In Objective-C projects, you can easily find it in a file called main.m. It looks like this:

Objective-C:

#import <UIKit/UIKit.h>
#import "AppDelegate.h"

int main(int argc, char * argv[]) {
    @autoreleasepool {
        return UIApplicationMain(argc, argv, nil, NSStringFromClass([AppDelegate class]));
    }
}

In Swift projects, it’s a bit weird. As described in Hacking with Swift, you need to delete @UIApplicationMain from your AppDelegate class, then add a file exactly named main.swift. For our purpose, the main.swift file will look like this:

class MyApplication: UIApplication {
    override init() {
        let notFirstOpenKey = "notFirstOpen"
        let notFirstOpen = UserDefaults.standard.bool(forKey: notFirstOpenKey)
        if notFirstOpen == false {
            UserDefaults.standard.set(["ar"], forKey: "AppleLanguages")
            UserDefaults.standard.set(true, forKey: notFirstOpenKey)
        }
        super.init()
    }
}

UIApplicationMain(
    CommandLine.argc,
    CommandLine.unsafeArgv, 
    NSStringFromClass(MyApplication.self),
    NSStringFromClass(AppDelegate.self)
)

The bottom part, UIApplicationMain, is explained in the Hacking with Swift article above. What’s relevant to us here is the implementation of the MyApplication subclass.

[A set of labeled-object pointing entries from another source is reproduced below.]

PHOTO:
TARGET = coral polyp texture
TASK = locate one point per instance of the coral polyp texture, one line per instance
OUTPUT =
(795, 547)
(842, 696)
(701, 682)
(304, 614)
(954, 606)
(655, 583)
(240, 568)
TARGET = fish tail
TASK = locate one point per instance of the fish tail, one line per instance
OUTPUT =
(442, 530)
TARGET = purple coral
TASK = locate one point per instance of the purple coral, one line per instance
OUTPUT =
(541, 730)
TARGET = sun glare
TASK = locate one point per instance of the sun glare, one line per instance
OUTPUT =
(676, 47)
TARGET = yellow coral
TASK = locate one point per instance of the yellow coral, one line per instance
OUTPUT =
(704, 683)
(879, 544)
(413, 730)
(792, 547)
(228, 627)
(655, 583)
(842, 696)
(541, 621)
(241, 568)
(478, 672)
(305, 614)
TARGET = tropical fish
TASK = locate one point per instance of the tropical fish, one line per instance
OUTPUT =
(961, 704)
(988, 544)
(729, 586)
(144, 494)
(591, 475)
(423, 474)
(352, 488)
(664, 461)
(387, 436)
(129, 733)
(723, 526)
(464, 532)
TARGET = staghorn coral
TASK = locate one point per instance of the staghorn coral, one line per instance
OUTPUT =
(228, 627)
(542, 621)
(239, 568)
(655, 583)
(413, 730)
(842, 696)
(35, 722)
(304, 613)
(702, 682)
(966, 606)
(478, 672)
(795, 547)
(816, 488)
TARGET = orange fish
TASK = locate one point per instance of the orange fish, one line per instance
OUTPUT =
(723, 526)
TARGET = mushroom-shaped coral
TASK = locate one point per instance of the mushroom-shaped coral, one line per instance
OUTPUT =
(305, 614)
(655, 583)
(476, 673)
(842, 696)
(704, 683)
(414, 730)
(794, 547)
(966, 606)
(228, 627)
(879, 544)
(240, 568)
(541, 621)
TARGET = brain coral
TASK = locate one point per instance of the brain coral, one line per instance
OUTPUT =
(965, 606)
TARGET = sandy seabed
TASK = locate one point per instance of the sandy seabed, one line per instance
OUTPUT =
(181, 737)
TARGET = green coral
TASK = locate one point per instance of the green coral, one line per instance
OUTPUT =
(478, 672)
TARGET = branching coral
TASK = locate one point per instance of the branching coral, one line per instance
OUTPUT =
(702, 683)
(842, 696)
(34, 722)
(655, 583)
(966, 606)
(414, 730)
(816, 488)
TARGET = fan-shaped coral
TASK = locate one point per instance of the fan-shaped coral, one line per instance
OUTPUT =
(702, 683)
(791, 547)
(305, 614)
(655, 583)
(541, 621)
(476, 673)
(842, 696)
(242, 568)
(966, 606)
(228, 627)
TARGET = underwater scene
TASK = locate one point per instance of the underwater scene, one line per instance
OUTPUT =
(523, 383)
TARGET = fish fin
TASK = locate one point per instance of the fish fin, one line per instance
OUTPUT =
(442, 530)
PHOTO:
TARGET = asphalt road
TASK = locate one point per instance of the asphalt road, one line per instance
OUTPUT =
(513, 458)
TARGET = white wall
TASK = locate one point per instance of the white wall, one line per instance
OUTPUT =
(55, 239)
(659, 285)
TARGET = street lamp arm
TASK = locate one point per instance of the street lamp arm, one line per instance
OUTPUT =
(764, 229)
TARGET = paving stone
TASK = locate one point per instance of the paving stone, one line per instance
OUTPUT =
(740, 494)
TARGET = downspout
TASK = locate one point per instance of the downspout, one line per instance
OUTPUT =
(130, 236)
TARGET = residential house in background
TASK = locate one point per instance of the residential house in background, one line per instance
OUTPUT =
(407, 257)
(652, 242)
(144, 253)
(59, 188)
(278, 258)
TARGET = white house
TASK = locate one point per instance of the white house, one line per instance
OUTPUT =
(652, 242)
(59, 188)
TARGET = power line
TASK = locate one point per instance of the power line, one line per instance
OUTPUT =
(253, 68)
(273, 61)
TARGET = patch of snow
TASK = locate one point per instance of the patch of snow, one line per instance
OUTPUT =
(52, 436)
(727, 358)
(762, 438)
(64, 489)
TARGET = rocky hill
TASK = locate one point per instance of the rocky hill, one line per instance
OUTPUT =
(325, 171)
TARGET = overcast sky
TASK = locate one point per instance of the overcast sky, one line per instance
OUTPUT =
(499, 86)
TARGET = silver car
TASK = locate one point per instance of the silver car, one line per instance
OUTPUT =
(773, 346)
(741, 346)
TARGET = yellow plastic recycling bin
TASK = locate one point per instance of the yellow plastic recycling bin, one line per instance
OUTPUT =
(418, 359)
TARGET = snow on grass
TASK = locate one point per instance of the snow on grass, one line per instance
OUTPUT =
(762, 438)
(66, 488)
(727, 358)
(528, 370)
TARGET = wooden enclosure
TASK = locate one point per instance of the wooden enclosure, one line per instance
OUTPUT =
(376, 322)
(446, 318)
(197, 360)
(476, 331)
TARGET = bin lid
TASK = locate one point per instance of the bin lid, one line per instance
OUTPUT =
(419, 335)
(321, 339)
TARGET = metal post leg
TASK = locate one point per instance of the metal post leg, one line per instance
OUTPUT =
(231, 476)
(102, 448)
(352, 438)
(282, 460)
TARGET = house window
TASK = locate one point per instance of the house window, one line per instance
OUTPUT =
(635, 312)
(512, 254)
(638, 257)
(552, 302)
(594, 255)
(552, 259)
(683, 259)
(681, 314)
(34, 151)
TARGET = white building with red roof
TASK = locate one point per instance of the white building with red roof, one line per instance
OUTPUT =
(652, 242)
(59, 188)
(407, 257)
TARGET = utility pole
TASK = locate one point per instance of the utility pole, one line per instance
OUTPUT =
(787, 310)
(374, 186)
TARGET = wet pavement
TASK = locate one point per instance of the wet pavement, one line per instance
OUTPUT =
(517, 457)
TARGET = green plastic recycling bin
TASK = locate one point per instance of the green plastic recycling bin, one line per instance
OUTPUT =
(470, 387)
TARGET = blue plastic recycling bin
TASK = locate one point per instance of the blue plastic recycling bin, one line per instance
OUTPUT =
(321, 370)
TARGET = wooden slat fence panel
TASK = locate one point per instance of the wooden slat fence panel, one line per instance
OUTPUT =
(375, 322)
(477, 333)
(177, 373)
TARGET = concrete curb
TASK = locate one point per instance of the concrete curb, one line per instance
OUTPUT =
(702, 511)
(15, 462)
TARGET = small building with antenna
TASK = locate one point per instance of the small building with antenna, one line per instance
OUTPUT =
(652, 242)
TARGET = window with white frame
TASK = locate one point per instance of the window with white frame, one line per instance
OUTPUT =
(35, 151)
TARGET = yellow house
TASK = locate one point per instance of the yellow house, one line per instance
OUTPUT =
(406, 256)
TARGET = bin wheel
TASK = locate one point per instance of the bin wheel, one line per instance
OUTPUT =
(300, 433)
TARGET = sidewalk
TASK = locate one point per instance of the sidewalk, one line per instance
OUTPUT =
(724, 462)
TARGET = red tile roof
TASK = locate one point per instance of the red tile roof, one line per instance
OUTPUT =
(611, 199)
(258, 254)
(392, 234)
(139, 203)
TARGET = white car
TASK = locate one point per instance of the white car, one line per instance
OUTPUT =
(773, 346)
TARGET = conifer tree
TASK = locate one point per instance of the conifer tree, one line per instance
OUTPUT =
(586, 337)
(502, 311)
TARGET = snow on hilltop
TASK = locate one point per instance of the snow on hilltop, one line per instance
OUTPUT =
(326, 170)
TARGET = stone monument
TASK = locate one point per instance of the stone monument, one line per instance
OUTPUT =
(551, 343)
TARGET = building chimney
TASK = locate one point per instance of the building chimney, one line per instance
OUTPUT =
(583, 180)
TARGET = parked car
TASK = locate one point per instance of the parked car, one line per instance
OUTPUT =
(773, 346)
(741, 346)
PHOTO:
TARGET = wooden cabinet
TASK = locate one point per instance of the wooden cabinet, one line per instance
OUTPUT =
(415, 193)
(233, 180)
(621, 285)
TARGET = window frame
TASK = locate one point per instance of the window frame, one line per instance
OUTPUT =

As you may be already understanding by now, MyApplication is our custom class implementation of UIApplication. So, its init method can be regarded as the very inception of our app; the first milliseconds of our app’s life. Here we can set the AppleLanguages key, and make use of its effect.

In the code snippet above, I do an additional check to see if we’ve done this before; to avoid unwanted repitition.

That’s it. We’re done. It’s finally over.